Jordi Soler
La mujer que decía bon jour

Aquel vestido que André Breton le puso a una niña para recibir a los asistentes de alguna de sus exposiciones era blanco y de primera comunión. La niña decía bon jour, porque esto sucedía en París, y a continuación recitaba con lujo de ademanes e inflexiones uno de los poemas obscenos que había memorizado. Los asistentes quedaban tres veces sorprendidos: por el vestido, por los poemas y porque todo esto sucedía en el baño de hombres, a un lado de los mingitorios.

Los vestidos de primera comunión son como la mitad de los de quince años y como la cuarta parte de los de novia, hablando de los tamaños, claro. No estaría mal poner aquí a una modista tirando sus cinta métrica desde el hombro hasta los talones de una señorita. En un momento de lucidez, cuando está comprobando el centimetraje que se ha juntado a la altura de la rodilla, le dice: ``A ti no puedo hacerte un vestido, retírate por favor''. La señorita, que es de origen francés, reclama que su abuela fue una de las niñas que decía bon jour antes de recitar para los invitados de Breton, con un vestido tan blanco como ése que no quiere confeccionarle.

``Hay de blancos a blancos'', le dice la modista antes de echarla de la tienda, y justamente cuando la está echando, grita: ``Además, aquello era un mingitorio parisiense y aquí estás en la calle República de Chile, en el Centro de la ciudad de México''.

A estas alturas puede parecer extraño que una modista del Centro sepa los detalles de aquella celebración surrealista, pero la verdad no lo es tanto: en una de sus visitas a México, Breton le compró varios vestidos de primera comunión a esta modista para disfrazar a la novia que traía desde París, con la intención de que recitara poemas obscenos en el baño del pintor Diego Rivera. Aquella novia, no hay ni que escribirlo, era la abuela de esta novia que ahora camina por República de Chile viendo los aparadores.

Esta historia tiene un hueco generacional grave: lo último que se conoce de la abuela fue su inflamada recitación en el baño y de la madre no hay más evidencia que esta mujer que observa los aparadores y que ahora entra en otra tienda con la intención de comprar un vestido hecho. Observa con atención los modelos del aparador, muy sencillos, muy rococós, con demasiado velo o cola, puestos en maniquíes de pasta descoloridos, con cara de susto; tetones, piernudos y justamente aquí llega a uno que la sorprende: un maniquí sin brazos. ``Esta tienda es de bajo presupuesto, no tienen ni para reparar un maniquí'', piensa y en el acto se sale. Se mete a otra. Medio minuto de observar el aparador le basta: vestidos zancones o muy largos o con mucha crinolina y desde luego nada a la altura de la nieta de aquella mujer que viajaba con Breton recitando en cuanto baño se les atravesaba y en eso: otro maniquí sin brazos con el vestido que modela bien ajustado en los hombros.

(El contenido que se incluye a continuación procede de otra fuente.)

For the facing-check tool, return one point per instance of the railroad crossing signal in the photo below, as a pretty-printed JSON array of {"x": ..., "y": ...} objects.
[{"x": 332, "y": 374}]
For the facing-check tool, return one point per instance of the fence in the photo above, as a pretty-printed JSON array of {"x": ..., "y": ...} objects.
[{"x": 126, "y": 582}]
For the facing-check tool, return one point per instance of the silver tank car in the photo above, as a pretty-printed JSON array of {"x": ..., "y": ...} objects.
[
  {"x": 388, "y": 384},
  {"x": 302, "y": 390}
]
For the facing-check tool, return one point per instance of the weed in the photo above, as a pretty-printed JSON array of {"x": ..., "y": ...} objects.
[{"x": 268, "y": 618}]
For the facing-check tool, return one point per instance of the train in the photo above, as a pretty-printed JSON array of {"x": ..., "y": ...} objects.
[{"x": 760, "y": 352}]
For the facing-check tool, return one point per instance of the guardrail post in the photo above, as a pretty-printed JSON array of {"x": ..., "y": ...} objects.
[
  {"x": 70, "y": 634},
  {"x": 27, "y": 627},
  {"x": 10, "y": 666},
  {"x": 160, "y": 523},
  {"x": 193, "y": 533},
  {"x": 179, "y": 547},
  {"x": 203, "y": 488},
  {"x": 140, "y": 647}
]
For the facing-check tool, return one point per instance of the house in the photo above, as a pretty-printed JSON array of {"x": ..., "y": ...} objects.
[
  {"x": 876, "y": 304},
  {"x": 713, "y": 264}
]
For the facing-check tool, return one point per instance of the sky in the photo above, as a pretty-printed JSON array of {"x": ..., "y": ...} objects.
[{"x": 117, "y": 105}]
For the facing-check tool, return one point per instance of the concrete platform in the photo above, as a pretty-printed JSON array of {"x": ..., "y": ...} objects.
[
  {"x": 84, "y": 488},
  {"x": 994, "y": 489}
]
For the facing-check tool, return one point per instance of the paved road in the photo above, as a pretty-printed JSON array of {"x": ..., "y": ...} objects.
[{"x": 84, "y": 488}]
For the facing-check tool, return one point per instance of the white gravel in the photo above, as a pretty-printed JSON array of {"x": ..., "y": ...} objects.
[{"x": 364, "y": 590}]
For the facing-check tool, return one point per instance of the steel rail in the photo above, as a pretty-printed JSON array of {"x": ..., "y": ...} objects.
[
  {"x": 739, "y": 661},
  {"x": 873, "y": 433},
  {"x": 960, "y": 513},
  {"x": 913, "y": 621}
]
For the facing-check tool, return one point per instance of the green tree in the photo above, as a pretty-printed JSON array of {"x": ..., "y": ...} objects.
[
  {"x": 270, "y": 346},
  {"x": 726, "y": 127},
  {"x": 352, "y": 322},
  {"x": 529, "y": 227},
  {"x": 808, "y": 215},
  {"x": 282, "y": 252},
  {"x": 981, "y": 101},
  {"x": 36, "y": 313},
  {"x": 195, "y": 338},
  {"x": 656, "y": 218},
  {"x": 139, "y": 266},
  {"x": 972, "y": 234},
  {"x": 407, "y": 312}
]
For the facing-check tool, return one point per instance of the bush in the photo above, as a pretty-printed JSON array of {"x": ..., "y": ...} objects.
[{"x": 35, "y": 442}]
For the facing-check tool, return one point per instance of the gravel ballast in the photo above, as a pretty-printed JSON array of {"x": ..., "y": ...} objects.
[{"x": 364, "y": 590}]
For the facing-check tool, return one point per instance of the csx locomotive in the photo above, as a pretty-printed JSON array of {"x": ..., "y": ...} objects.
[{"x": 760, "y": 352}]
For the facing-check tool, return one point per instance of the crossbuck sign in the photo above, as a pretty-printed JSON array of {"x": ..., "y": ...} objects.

Los maniquíes sin brazos empiezan a parecerle un mal común en esta calle del Centro. ``Quizá los venden así porque salen más baratos'', piensa mientras se mete a otra tienda y descubre, en la parte central del aparador, tres maniquíes de novia sin brazos. No se ha dado cuenta que al fondo, frente a un espejo grande, una modista le toma medidas a una novia sin brazos. Tampoco ha visto que en la tienda de enfrente otra novia sin brazos contempla los maniquíes sin brazos del aparador.